The serum cortisol, dopamine and noradrenalin levels were elevated. Computed tomography detected a left adrenal mass measuring 3.5 cm -- 3.0 cm in diameter. Metaiodobenzylguanidine scintigraphy was negative. Unexpectedly, the serum carcinoembryonic antigen (CEA) level was elevated. Fluorodeoxyglucose positron emission tomography showed increased uptake in the adrenal tumor only, with a maximum standardized uptake value of 2.8. Selective venography and blood sampling revealed the concentrations of cortisol, catecholamines and carcinoembryonic antigen were significantly elevated in the drainage vein of the tumor.
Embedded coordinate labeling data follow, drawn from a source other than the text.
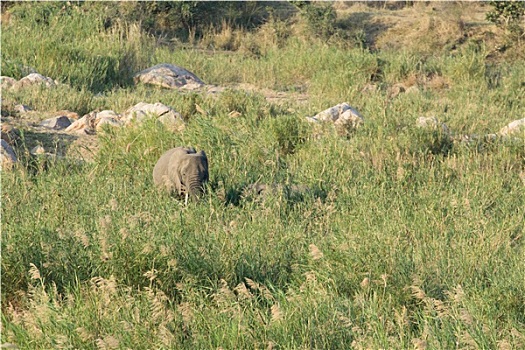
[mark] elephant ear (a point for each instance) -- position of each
(176, 159)
(203, 155)
(204, 159)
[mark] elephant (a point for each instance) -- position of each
(182, 170)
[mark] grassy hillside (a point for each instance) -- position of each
(405, 238)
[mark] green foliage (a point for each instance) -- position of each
(81, 52)
(320, 17)
(403, 236)
(508, 15)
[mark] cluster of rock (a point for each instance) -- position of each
(341, 115)
(95, 121)
(28, 80)
(169, 76)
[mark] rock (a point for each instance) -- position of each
(431, 123)
(110, 121)
(94, 121)
(68, 114)
(349, 119)
(514, 128)
(85, 125)
(10, 134)
(341, 115)
(7, 156)
(35, 79)
(142, 111)
(7, 82)
(169, 76)
(56, 123)
(396, 89)
(171, 122)
(37, 150)
(22, 108)
(412, 90)
(107, 114)
(369, 88)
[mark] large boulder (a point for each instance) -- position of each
(169, 76)
(7, 155)
(142, 111)
(10, 134)
(514, 128)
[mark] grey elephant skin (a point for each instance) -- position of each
(182, 171)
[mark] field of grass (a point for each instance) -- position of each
(405, 239)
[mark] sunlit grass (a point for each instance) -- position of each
(404, 238)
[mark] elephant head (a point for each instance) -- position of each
(182, 170)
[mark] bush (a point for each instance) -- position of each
(509, 16)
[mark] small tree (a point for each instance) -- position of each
(510, 16)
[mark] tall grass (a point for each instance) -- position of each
(403, 239)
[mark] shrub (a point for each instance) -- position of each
(509, 16)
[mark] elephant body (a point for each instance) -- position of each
(182, 170)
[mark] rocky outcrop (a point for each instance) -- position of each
(35, 79)
(56, 123)
(164, 114)
(7, 155)
(10, 134)
(94, 121)
(432, 123)
(342, 115)
(169, 76)
(7, 82)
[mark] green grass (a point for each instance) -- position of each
(403, 238)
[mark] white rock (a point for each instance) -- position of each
(341, 111)
(107, 121)
(7, 155)
(169, 76)
(86, 123)
(431, 123)
(57, 123)
(35, 79)
(37, 150)
(142, 111)
(22, 108)
(7, 82)
(514, 128)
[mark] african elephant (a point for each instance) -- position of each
(182, 170)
A diagnosis of carcinoembryonic antigen-producing benign adenoma was made. After preoperative management, Dr. Hori's group performed a combined lateral and anterior transperitoneal laparoscopic adrenectomy. The patient's vital signs remained stable during surgery. Histopathological examination revealed a benign adenoma. The cortisol, catecholamine and carcinoembryonic antigen levels normalized immediately after surgery.
Laparoscopic adrenectomy (LA) was first performed in 1992, and this safe and effective treatment is now used worldwide for the management of functioning and non-functioning adrenal tumors. The minimal skin incisions provide a sufficient surgical field, anastomosis and reconstruction are not required, hemostasis can be achieved using laparoscopic devices, and the resected tumor can be removed through the small skin incision. Many previous documents focused on LA have already described the advantages and shortcomings of the transperitoneal and retroperitoneal approaches. There are two transperitoneal approaches, lateral and anterior. Especially in left adrenal tumors and cases with more retroperitoneal fat, Hori et al. suggested that the combined lateral and anterior transperitoneal LA has the advantage of providing a sufficient surgical field and anatomical orientation in a timely manner, and that the combined approach allowed easy and early ligation of the drainage vein which was the source of the catecholamines.
When surgeons believe that the left adrenal tumor might be producing a large amount of CEA, Dr. Hori and colleagues recommend that investigators perform selective venography and direct blood sampling of the drainage vein of the tumor for verification, as this method was useful for detecting the source of CEA.